There exists a normal or natural level for economic activity, the level at which the economy operates most optimally, where the unemployment rate is at the lowest, and the economy grows at the maximum, without fuelling inflation. Inflation rises if economic activity goes above the natural level; unemployment rises if economic activity goes below the natural level.

But due to credit’s involvement and human psychology, the economy rarely operates at its natural level. Instead, the economy oscillates around its natural level, either above its natural level (excesses) or below the level (depressed).

The interest rate is the lever that brings the economy back to its natural level whenever it moves too far from it. If the economy has moved too far into the excess territory, interest rate rises to bring it back to the natural level. Likewise, if the economy has moved too far into the depressed territory, interest rate declines to bring it up to the natural level.

However, economic activity and asset prices always overshot their intended destination (the natural level) due to credit’s involvement and human psychology. Instead of retreating to the natural level from the excess territory consequent to higher interest rates, they overshoot to the depressed territory. Likewise, rather than rising to the natural level from the depressed territory consequent to lower interest rates, they overshoot to the excess territory.

The best time to buy stocks is when prices and sentiments are depressed; the best time to sell stocks is when prices and sentiments are elevated; the hard part is determining when they are elevated or depressed. Moreover, there is a question of timing: elevated prices can get further elevated, and depressed prices can get further depressed.

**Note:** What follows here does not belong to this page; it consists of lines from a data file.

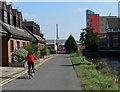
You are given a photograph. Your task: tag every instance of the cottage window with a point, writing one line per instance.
(11, 45)
(5, 16)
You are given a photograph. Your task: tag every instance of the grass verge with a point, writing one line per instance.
(90, 77)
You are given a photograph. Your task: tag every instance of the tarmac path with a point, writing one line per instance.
(55, 74)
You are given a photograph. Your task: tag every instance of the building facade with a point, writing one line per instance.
(103, 23)
(93, 22)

Only in hindsight do these factors become clear. Only after prices have fallen much… do we realise that… prices were elevated a few weeks back; likewise, only after prices have risen a lot… do we realise that… prices were depressed a few weeks back. However, insights from hindsight aren’t very helpful in improving our investment performance.

It is impossible to sell at the exact top or buy at the exact bottom, but an alert investor could determine, with reasonably good probability, when the prevailing trend is nearing its end. He could then use those insights to reposition his portfolio to navigate the soon-to-emerge trend.

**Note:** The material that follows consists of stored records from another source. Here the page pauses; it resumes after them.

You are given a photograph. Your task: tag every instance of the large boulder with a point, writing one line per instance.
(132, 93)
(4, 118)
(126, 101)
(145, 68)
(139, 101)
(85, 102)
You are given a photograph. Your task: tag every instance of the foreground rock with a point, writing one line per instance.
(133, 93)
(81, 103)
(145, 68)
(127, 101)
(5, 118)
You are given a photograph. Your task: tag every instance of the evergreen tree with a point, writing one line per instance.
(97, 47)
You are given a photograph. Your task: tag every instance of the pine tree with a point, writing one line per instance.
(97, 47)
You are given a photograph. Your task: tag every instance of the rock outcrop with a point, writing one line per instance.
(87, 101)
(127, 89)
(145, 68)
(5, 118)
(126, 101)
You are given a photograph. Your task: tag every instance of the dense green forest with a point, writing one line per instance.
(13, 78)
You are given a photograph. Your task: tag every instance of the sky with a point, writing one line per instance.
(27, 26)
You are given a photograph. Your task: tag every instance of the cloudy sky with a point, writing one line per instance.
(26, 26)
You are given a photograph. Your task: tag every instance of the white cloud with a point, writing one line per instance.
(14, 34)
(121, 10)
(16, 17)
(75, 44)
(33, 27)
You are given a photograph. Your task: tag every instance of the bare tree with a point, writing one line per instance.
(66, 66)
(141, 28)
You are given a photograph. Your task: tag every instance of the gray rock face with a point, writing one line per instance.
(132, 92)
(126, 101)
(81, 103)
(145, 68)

Following the course of interest rates is the most reliable method to understand where we are in the market or economic cycle and, at the same time, guestimate trend changes. There are short-term interest rates (maturity less than 2 years) and long-term interest rates (maturity 5 years or more). If the difference between these two rates narrows, it signifies something; if they widen, that signifies something else. Rising or declining rates have different meanings depending on whether they happen during buoyant economic conditions or depressed economic conditions. In short, evaluating the significance of interest rate changes should be done in the context of the prevailing economic conditions.

There are no formulas to make sense of these… other than independent critical thinking.

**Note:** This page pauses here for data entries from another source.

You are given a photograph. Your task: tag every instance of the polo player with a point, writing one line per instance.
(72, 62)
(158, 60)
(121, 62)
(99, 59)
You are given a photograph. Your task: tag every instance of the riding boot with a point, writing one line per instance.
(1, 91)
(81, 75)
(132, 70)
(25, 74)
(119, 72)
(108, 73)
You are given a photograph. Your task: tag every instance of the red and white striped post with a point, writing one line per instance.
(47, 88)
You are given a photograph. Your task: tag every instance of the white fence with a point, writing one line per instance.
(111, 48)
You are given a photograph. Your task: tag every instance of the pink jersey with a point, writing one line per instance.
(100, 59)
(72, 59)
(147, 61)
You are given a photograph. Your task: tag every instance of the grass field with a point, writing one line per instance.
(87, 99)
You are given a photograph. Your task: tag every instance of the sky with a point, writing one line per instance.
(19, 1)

Even if you can successfully foretell a trend reversal by interpreting interest rate changes, adjusting your behaviour as per the newly gained market perspective requires unusual strength and courage. The newly gained market perspective would be contrarian; they are more likely to look wrong for some time because market prices and the general investor behaviour follow the prevailing market perspective.

Soon, the changed underlying economic conditions would get reflected in market prices, causing investors to gradually shift their market perspective towards one that is more entrenched in the new economic reality. However, there always exists a time gap for changed economic conditions to cause a corresponding change in the general market perspective.

The best opportunities emerge during those time gaps. However, the actions you take to effectively utilise those opportunities might depart from herd behaviour. It calls for courage to embark on a path alone while watching all others follow the proven, long-trodden path. So long as the market perspective that guides your behaviour is routed in the right facts and right reasoning, staying on the contrarian path despite intense pressure to join the herd is what distinguishes an informed investor from an impulsive investor.